Vaya
por delante mi aversión a la guerra de cifras y a la réplica de epítetos falaces,
inmoderados e injustos. Si algunos medios o instituciones caen en esa orfandad
documental, a ellos compete dar cuenta de tal frivolidad -quizá dividendo- y
pagar su correspondiente peaje.
El
tema se pone caliente. Tanto que la asociación de vecinos de Botànic, agotadas
las sutilezas terrenales, recurre a una apremiante intervención sobrehumana. En
epístola personal al señor arzobispo de Valencia, le exhortan a que imponga su
autoridad a los párrocos de Benicalap para cambiar la actitud “inhumana,
incívica y anticristiana de la zona” (sic). Sin proponérselo, brindan el mejor
argumento para conformar una oposición firme. Nadie mejor que ellos conoce la
problemática real. Imaginemos el impacto de un Centro a cuya sombra los servicios
actuales en Paseo de la Pechina son una mojiganga.

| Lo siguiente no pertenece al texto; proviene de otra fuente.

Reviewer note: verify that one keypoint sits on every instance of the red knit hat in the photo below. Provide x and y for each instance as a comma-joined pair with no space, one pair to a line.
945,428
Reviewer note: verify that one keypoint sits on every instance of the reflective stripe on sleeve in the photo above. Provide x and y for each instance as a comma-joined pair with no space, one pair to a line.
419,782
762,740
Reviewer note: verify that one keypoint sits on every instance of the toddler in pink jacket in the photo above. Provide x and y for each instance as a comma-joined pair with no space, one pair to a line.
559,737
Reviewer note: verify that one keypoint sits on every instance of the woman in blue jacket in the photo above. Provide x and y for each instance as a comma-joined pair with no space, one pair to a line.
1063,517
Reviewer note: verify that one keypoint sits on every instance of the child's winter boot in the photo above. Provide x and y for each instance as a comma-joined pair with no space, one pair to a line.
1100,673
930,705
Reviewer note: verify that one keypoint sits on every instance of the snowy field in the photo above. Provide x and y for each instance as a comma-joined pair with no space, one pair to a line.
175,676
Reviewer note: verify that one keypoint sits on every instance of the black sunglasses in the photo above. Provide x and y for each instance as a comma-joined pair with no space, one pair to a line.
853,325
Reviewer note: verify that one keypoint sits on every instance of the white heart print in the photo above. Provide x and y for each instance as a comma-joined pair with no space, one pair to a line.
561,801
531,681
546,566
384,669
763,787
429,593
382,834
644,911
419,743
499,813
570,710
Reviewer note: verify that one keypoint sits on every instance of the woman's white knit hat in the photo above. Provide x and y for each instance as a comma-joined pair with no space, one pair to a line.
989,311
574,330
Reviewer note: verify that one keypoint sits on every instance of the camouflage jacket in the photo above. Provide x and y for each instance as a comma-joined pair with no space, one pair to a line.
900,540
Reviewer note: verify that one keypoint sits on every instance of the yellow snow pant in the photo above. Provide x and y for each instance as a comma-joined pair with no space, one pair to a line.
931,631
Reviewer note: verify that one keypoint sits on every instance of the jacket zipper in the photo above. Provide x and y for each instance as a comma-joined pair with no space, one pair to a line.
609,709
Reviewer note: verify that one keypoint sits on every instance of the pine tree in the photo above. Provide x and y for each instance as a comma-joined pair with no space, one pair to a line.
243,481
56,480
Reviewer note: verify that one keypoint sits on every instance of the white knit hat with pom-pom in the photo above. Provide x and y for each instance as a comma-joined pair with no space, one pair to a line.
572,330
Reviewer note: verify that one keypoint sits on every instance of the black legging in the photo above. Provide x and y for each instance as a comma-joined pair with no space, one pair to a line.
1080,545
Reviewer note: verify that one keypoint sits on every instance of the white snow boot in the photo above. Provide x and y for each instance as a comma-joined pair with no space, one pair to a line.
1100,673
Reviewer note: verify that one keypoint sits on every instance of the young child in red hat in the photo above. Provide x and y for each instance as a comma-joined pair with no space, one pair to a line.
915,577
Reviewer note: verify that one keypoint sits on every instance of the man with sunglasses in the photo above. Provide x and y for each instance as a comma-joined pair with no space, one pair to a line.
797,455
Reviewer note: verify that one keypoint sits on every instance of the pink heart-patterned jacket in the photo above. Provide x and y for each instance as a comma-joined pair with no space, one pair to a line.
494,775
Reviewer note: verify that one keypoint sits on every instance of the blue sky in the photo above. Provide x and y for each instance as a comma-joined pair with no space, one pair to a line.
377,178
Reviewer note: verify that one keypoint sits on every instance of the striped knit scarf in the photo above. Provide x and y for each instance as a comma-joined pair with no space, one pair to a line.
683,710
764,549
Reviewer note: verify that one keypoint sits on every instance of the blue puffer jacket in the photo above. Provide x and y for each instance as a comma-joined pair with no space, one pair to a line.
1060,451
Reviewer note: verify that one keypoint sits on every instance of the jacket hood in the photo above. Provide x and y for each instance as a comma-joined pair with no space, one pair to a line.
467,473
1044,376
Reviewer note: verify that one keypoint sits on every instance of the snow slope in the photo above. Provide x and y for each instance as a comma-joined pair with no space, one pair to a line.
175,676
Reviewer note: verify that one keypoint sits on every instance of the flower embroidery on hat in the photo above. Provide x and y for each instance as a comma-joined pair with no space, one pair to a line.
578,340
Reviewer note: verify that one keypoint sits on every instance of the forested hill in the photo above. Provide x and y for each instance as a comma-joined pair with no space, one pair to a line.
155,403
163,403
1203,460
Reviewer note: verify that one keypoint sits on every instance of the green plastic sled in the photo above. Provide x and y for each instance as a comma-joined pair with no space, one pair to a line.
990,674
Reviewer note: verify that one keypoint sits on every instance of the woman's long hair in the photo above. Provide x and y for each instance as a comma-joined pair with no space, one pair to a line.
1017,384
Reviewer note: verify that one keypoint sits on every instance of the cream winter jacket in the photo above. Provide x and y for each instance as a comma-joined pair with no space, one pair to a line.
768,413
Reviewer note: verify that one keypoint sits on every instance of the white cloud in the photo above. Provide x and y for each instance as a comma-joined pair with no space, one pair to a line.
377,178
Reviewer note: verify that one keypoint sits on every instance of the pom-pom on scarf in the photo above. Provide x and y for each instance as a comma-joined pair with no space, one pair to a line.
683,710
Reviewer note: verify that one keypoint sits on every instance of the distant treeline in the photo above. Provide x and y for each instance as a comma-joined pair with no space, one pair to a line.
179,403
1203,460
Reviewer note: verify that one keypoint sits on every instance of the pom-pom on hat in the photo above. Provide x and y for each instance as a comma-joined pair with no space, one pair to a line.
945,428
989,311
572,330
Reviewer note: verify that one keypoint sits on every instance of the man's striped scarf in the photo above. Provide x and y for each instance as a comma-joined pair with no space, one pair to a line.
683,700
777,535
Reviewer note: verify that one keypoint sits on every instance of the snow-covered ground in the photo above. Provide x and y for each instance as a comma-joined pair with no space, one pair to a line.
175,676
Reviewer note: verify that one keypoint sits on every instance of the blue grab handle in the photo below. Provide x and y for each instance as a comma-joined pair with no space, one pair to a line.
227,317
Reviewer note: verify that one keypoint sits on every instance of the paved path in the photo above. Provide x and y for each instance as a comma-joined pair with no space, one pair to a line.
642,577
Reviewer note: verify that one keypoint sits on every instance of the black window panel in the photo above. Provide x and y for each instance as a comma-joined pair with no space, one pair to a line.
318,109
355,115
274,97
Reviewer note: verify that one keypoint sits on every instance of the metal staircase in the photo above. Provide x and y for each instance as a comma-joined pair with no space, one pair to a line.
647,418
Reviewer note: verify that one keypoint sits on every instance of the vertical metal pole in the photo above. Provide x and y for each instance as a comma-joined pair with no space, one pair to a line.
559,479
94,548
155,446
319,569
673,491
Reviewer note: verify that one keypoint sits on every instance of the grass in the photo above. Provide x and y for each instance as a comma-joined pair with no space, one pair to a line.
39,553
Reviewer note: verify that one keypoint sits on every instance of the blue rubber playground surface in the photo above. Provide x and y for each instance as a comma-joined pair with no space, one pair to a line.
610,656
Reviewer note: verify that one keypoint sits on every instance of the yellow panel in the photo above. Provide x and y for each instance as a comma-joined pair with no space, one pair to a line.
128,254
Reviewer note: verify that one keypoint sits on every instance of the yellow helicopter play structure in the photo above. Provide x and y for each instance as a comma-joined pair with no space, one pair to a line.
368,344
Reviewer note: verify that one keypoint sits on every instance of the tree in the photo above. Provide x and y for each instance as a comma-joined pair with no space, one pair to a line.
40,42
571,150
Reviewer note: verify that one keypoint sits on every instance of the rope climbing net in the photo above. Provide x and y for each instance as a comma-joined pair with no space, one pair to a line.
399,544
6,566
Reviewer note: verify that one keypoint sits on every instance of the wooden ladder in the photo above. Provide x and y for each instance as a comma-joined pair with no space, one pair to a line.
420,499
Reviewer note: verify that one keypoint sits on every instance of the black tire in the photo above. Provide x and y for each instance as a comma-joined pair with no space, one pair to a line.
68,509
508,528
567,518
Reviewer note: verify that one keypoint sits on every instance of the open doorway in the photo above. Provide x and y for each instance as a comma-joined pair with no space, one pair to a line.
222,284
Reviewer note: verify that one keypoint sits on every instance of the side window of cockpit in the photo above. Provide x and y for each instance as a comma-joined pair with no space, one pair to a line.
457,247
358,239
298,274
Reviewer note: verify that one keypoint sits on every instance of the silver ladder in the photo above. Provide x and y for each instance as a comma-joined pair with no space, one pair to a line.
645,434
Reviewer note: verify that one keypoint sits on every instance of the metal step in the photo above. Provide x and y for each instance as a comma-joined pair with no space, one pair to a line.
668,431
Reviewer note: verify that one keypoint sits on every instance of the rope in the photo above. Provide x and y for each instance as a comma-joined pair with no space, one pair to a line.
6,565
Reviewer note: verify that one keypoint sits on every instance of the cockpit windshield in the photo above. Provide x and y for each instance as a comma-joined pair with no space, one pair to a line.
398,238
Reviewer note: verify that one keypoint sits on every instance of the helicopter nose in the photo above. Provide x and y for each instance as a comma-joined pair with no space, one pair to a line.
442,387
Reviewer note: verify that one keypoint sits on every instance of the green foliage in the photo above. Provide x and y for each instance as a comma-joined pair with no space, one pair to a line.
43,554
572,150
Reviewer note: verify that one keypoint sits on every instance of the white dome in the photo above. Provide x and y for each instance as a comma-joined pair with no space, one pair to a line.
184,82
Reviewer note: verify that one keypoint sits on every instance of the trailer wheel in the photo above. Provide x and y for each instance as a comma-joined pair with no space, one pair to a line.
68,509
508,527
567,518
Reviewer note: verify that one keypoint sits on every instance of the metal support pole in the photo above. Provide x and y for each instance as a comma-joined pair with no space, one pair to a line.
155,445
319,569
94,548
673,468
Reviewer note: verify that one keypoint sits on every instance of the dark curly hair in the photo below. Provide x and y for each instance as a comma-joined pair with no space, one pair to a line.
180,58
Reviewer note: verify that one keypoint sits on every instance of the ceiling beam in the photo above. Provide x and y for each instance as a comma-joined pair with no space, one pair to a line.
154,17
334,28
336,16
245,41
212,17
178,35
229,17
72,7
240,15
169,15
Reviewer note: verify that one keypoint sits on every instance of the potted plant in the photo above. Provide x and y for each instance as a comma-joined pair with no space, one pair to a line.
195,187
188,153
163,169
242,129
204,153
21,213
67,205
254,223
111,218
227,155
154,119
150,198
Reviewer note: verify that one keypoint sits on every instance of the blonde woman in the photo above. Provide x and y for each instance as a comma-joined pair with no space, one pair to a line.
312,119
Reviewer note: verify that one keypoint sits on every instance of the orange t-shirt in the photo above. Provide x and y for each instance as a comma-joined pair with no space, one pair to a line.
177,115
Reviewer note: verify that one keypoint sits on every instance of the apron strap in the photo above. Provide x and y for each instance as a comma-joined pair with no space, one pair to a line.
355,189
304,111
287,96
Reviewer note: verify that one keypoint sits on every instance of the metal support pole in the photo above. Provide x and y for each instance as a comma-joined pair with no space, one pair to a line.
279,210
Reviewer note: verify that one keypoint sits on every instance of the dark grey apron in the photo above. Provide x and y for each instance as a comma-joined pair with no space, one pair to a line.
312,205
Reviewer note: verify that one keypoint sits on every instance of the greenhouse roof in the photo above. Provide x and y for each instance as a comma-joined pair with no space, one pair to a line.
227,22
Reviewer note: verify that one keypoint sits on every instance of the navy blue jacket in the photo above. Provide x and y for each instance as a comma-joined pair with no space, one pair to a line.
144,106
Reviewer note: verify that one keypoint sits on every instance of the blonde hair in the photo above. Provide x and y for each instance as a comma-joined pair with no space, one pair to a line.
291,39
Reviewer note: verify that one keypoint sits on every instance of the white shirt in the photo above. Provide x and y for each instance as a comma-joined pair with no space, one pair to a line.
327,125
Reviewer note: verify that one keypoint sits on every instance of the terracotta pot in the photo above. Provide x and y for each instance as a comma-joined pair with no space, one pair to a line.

Vierte, además, afirmaciones
que pudieran considerarse injuriosas y calumniosas (ambas delito) cuando
asevera con rotundidad que “por la fuerza y con coacción física” se cometen
actos delictivos e incalificables desde el punto de vista moral, ético o
religioso. Pidan a la policía los preceptivos informes de cualquier acto público
en que haya intervenido la asociación-plataforma de Benicalap.
Estoy
convencido de que Benicalap, ratificando la “talla moral” de ustedes y de cuyo usufructo
en los demás dudan, les apoya fraternalmente en la ubicación actual de Casa
Caridad. Si persiguen su desubicación definitiva, encima de poner en cuarentena
bondades éticas y cristianas tan arraigadas, ignoro el origen de tanta malquerencia
con aquella barriada ya bastante deprimida. Si no, ¿por qué tomar vela en
entierro ajeno? Señor, que son molinos, no gigantes.
Ayer,
unos mil quinientos convecinos recorrieron durante dos horas el barrio. Vi, por
ejemplo, un matrimonio entrado en años. El señor empujaba una silla de ruedas
que transportaba a una señora con evidentes deficiencias motoras. Bebés, niños,
jóvenes, adultos y ancianos caminaban ilusionados, unidos. Un objetivo ocupaba
sus mentes: impedir una mayor degradación del entorno. Desde luego, aquellos
semblantes no retrataban a “pijos” ni cabía sospechar que, entre ellos, hubiera
ninguno perteneciente a la élite financiera, política o sindical. Eran gentes
curtidas por el trabajo. Pertenecían a diversas capas de clase media, cada vez
más uniforme si no desaparecida.
Pese
a informaciones que buscan el descrédito -no sólo de personas, pues todos encarnan
al barrio- la actitud y comportamiento fueron de un civismo ejemplar. El momento
álgido se esperaba en la confluencia del recorrido con la antigua asociación.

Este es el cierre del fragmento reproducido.